ECLI:NL:RBNNE:2019:2074
Rechtbank Noord-Nederland
- Bodemzaak
- Rechtspraak.nl
Afwijzing aanvraag bijzondere bijstand voor kosten bewindvoering door de Groningse Kredietbank als voorliggende voorziening
In deze zaak heeft de Rechtbank Noord-Nederland op 15 mei 2019 uitspraak gedaan in een geschil over de afwijzing van een aanvraag voor bijzondere bijstand voor de kosten van bewindvoering. Eiser, die onder bewind was gesteld vanwege problematische schulden, had een aanvraag ingediend voor bijzondere bijstand om de kosten van zijn bewindvoerder te dekken. De gemeente Groningen, als verweerder, had deze aanvraag afgewezen, stellende dat de Groningse Kredietbank (GKB) als een passende en toereikende voorliggende voorziening kon worden gezien, aangezien deze kosteloze bewindvoering aanbiedt. Eiser was van mening dat de GKB niet voldeed aan zijn behoeften en dat de kantonrechter zijn voorkeur voor zijn huidige bewindvoerder diende te respecteren.
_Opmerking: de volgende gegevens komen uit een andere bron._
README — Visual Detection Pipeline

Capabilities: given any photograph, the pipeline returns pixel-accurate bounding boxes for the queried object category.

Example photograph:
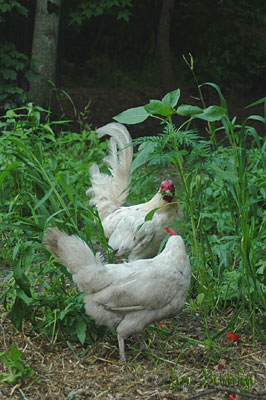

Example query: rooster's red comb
[165,226,177,236]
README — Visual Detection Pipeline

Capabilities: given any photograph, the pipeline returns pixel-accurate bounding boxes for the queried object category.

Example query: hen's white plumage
[43,228,190,361]
[86,123,183,260]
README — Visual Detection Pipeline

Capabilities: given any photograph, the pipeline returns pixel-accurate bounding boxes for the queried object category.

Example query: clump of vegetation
[0,84,266,364]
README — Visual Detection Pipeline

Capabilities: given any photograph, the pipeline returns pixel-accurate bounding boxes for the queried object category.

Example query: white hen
[43,228,190,361]
[86,123,183,261]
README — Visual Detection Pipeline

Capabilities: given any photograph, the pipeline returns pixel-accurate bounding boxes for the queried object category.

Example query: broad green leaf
[113,106,149,125]
[245,97,266,108]
[144,100,174,117]
[211,165,238,182]
[176,104,203,117]
[130,142,157,173]
[194,106,226,122]
[162,89,180,108]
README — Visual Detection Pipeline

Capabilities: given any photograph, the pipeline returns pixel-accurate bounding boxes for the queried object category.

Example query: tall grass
[115,83,266,342]
[0,105,111,342]
[0,84,266,343]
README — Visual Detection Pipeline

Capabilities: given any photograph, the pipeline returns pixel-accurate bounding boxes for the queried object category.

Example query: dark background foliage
[0,0,266,108]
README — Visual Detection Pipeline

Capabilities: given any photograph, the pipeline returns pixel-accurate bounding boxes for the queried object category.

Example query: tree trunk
[157,0,177,92]
[30,0,61,107]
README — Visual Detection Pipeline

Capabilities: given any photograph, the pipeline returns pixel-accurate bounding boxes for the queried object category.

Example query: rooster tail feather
[86,122,133,220]
[43,228,101,275]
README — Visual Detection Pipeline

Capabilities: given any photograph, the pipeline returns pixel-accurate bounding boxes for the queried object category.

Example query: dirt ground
[0,302,266,400]
[0,88,266,400]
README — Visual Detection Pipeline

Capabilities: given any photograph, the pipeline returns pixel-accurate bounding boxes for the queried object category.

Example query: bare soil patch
[0,304,266,400]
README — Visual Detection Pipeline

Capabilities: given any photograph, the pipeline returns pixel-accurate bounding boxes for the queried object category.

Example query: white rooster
[43,227,191,361]
[86,122,183,261]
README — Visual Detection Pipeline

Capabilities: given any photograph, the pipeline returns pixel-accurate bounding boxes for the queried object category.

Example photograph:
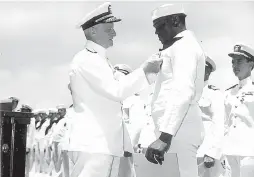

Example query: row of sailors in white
[26,105,72,177]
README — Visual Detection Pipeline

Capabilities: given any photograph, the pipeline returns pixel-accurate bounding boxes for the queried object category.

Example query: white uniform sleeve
[72,54,149,102]
[159,48,202,136]
[206,91,224,159]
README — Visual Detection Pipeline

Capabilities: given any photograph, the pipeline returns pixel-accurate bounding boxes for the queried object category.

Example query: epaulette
[225,84,238,91]
[86,48,97,53]
[208,85,220,90]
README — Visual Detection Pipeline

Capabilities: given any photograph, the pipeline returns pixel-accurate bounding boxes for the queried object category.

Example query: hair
[36,118,47,129]
[245,57,254,70]
[178,14,186,25]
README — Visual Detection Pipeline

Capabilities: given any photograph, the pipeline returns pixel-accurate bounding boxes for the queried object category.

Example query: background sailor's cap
[37,109,47,114]
[56,104,66,109]
[114,64,132,74]
[33,109,40,114]
[21,104,33,110]
[77,2,121,30]
[9,96,19,102]
[49,108,58,113]
[206,56,216,72]
[152,4,186,21]
[228,44,254,61]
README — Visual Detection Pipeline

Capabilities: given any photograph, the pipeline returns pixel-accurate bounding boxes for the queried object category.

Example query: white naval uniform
[69,40,149,177]
[152,30,205,177]
[53,108,73,177]
[26,118,35,176]
[223,77,254,177]
[197,82,227,177]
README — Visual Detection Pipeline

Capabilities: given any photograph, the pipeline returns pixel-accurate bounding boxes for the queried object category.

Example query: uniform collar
[85,40,106,58]
[204,80,208,87]
[239,76,252,88]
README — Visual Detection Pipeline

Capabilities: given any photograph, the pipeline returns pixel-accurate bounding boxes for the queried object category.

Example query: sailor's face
[232,55,253,80]
[153,18,173,44]
[97,23,116,48]
[204,66,212,81]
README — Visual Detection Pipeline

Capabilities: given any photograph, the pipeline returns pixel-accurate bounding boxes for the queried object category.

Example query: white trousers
[197,157,231,177]
[69,151,120,177]
[227,156,254,177]
[118,156,136,177]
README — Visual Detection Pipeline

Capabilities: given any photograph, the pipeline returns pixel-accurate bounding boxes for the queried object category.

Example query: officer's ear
[90,26,97,36]
[171,15,181,27]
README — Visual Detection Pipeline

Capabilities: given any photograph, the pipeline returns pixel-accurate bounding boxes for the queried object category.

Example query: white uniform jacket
[152,30,205,152]
[223,77,254,156]
[69,41,148,156]
[198,85,225,160]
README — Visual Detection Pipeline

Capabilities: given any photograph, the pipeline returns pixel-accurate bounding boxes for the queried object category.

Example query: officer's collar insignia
[159,36,183,51]
[208,85,220,90]
[86,48,97,53]
[234,45,241,52]
[225,84,238,91]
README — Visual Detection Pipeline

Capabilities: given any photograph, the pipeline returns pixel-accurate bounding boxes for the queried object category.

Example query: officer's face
[204,66,212,81]
[153,18,174,44]
[40,113,47,119]
[232,55,253,80]
[34,115,41,121]
[96,23,116,48]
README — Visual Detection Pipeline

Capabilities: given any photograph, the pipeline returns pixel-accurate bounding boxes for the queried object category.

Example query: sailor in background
[21,104,35,176]
[223,44,254,177]
[52,104,69,177]
[146,4,205,177]
[197,57,229,177]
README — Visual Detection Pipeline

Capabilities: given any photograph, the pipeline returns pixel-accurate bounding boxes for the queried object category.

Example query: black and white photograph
[0,0,254,177]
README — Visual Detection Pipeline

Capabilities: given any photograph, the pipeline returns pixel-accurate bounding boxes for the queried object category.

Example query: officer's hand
[204,155,215,168]
[145,139,170,165]
[142,54,162,75]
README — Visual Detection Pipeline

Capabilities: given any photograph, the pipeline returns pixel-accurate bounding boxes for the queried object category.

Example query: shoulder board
[208,85,220,90]
[225,84,238,91]
[86,48,97,53]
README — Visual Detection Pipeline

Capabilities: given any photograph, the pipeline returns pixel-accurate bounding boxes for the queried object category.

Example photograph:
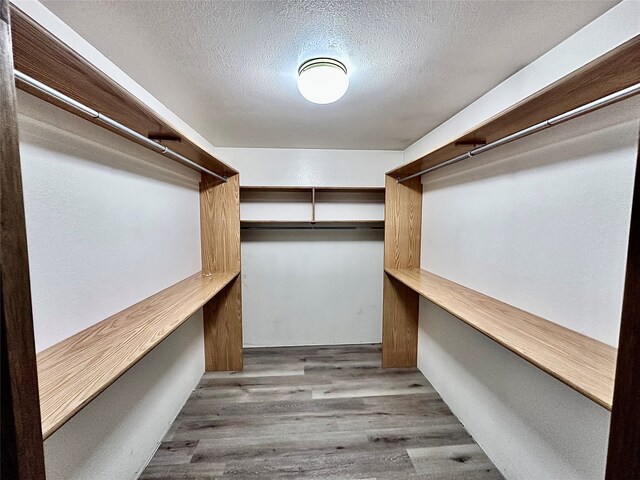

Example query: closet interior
[1,0,640,480]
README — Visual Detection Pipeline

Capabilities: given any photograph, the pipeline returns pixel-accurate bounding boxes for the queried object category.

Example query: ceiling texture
[42,0,618,150]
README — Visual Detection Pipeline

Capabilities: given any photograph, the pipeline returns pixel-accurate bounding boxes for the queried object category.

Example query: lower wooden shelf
[240,220,384,230]
[385,268,618,410]
[37,271,240,439]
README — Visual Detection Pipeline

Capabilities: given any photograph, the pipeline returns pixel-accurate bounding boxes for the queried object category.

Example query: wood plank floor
[140,345,503,480]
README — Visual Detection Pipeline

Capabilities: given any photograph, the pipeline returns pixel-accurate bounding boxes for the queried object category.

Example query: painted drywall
[10,0,226,161]
[404,1,640,480]
[404,0,640,163]
[44,311,204,480]
[220,148,402,346]
[18,92,204,480]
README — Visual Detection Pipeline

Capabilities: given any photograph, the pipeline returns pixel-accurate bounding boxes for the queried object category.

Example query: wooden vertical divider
[0,0,45,480]
[382,175,422,368]
[200,174,243,371]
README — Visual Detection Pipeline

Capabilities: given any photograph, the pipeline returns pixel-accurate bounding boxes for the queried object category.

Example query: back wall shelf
[240,186,385,230]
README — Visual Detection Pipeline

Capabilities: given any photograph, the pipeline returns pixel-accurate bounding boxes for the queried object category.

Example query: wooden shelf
[11,5,238,182]
[240,220,384,230]
[240,185,384,193]
[37,271,239,439]
[387,36,640,178]
[385,268,617,410]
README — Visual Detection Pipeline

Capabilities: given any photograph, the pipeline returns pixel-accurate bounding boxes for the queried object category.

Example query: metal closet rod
[13,70,227,182]
[397,83,640,183]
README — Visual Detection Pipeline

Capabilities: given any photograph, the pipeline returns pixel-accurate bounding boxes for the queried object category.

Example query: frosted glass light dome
[298,58,349,105]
De rechtbank oordeelde dat de gemeente zich terecht op het standpunt had gesteld dat er geen recht op bijzondere bijstand bestond, omdat de GKB een kosteloze en adequate voorziening bood. De rechtbank benadrukte dat het aan eiser was om aan te tonen dat de GKB niet voldeed aan zijn behoeften, wat hij niet had gedaan. De rechtbank verwierp ook de stelling van eiser dat de beslissing van de kantonrechter over de benoeming van de bewindvoerder niet ter discussie gesteld kon worden door de gemeente. De rechtbank concludeerde dat de afwijzing van de aanvraag voor bijzondere bijstand terecht was en verklaarde het beroep ongegrond.
De uitspraak benadrukt de rol van voorliggende voorzieningen in het bestuursrecht en de verplichting van aanvragers om aan te tonen dat deze voorzieningen niet toereikend zijn. De rechtbank bevestigde dat de gemeente niet verplicht was om bijzondere bijstand toe te kennen voor kosten die al door een voorliggende voorziening gedekt werden. De beslissing van de rechtbank is openbaar uitgesproken en partijen zijn op de hoogte gesteld van hun recht om in hoger beroep te gaan.